Before the Rain track listing
| No. | Title | Writer(s) | Producer(s) | Length |
|---|---|---|---|---|
| 1. | "Don't You Love Me" | Cynthia Biggs; Carolyn Mitchell; Terence Dudley; Christopher Kellum; | Dennis Charles; Ronnie Wilson; | 3:49 |
| 2. | "I Wanna Be the Only One" (duet with BeBe Winans) | Winans; Rhett Lawrence; | Andy Bradfield | 4:18 |
| 3. | "How Many Tears" | St.
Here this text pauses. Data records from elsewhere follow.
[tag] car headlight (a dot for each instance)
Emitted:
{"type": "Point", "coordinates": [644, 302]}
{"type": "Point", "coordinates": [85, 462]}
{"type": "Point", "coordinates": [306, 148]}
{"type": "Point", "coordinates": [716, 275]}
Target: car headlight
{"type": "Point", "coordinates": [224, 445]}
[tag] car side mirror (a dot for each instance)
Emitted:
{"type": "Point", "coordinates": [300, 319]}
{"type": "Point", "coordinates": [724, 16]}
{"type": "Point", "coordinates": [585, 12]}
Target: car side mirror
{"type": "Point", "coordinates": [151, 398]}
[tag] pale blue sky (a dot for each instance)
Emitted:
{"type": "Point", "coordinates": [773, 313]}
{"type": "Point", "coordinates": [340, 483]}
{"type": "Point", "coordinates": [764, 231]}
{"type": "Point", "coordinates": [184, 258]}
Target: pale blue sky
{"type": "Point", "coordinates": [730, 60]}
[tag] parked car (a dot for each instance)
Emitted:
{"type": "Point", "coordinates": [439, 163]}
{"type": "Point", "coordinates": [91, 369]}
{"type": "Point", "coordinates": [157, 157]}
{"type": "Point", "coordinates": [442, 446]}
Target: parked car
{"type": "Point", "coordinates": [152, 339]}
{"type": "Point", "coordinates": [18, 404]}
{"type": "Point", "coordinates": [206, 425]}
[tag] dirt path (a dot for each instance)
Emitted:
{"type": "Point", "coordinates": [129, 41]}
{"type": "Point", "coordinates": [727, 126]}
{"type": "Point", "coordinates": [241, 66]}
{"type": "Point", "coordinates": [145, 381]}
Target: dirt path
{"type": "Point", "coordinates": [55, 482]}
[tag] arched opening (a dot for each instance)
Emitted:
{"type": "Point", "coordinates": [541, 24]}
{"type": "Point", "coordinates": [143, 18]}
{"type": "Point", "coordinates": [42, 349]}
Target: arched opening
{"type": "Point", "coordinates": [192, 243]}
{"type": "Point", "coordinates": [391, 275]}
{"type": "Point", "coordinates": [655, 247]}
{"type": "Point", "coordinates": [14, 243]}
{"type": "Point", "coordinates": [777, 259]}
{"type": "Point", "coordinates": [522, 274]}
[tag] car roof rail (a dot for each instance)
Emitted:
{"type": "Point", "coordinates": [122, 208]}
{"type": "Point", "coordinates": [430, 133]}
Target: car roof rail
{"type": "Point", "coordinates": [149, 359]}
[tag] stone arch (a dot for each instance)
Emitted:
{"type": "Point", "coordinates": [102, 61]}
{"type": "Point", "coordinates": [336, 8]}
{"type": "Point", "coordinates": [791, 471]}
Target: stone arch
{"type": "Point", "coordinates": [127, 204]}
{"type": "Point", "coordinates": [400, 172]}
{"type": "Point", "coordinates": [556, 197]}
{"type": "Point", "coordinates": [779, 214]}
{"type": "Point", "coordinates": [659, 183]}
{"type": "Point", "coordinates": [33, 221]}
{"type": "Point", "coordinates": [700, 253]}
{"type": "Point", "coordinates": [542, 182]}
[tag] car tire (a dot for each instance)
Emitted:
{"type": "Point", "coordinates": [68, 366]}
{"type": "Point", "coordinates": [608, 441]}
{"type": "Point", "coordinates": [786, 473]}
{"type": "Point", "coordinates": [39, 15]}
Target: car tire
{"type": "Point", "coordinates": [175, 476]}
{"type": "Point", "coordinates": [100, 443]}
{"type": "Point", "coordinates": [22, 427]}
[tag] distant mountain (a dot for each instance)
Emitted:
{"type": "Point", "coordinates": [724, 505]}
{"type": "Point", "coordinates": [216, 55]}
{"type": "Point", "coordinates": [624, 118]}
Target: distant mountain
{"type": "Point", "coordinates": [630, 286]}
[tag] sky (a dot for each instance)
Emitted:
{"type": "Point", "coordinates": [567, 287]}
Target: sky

Paul Peterson; Oliver Leiber; | Harvey Mason, Jr. | 4:37 |
| 4. | "Grace Under Pressure" | Bruce Forest; John Themis; Beverley Skeete; Derek Green; Andy Whitmore; | Charles; Wilson; | 4:41 |
| 5. | "Someday" | Alan Menken; Stephen Schwartz; | Simon Climie | 4:14 |
| 6. | "Think About Me" (featuring Basil Reynolds) | Michelle Lewis | Charles; Wilson; | 4:39 |
| 7. | "Promises" | Easther Bennett; Vernie Bennett; | Charles; Wilson; | 4:07 |
| 8. | "I'm Still Cryin" | Nigel Lowis; Kéllé Bryan; Graham Plato; | Lowis | 4:50 |
| 9. | "All My Love" (featuring G-Man) | Lowis; Bryan; Plato; | Lowis | 3:06 |
| 10. | "What Do You Mean When You Say" | Vernie Bennett | Charles; Wilson; | 4:58 |
| 11. | "Why Am I Waiting" | E. Bennett; Mason; Robert Gerald; Denis Ingoldsby; | Mason | 4:16 |
| 12. | "It's Never Too Late" (Interlude) | E. Bennett | Charles; Wilson; | 1:14 |

Australian bonus track
| No. | Title | Writer(s) | Producer(s) | Length |
|---|---|---|---|---|
| 13. | "Dreams" | Stevie Nicks; | Charles; Wilson; | 4:13 |

===Japanese bonus tracks===
- 1. "Finally" (On the Japanese edition this was placed as the first track)
- 14. "12 Months"
- 15. "I'll Take a Pass on Love"
- 16. "I Wanna Be the Only One" (This version features only Easther on lead vocals)

==Charts==

===Weekly charts===

Weekly chart performance for Before the Rain
| Chart (1997) | Peak position |
|---|---|
| Australian Albums (ARIA) | 36 |
| Austrian Albums (Ö3 Austria) | 10 |
| Danish Albums (Hitlisten) | 4 |
| European Albums (Top 100) | 18 |
| Dutch Albums (Album Top 100) | 1 |
| German Albums (Offizielle Top 100) | 50 |
| Japanese Albums (Oricon) | 18 |
| New Zealand Albums (RMNZ) | 42 |
| Norwegian Albums (VG-lista) | 20 |
| Scottish Albums (OCC) | 14 |
| Swedish Albums (Sverigetopplistan) | 33 |
| Swiss Albums (Schweizer Hitparade) | 21 |
| UK Albums (OCC) | 3 |
| UK R&B Albums (OCC) | 1 |

===Year-end charts===

1997 year-end chart performance for Before the Rain
| Chart (1997) | Position |
|---|---|
| Danish Albums (Hitlisten) | 32 |
| Dutch Albums (Album Top 100) | 39 |
| European Albums (Top 100) | 92 |
| UK Albums (OCC) | 42 |

==Certifications==

Certifications for Before the Rain
| Region | Certification | Certified units/sales |
| Japan (RIAJ) | Gold | 100,000^{^} |
| Netherlands (NVPI) | Gold | 50,000^{^} |
| United Kingdom (BPI) | Platinum | 300,000^{^} |
^{^} Shipments figures based on certification alone.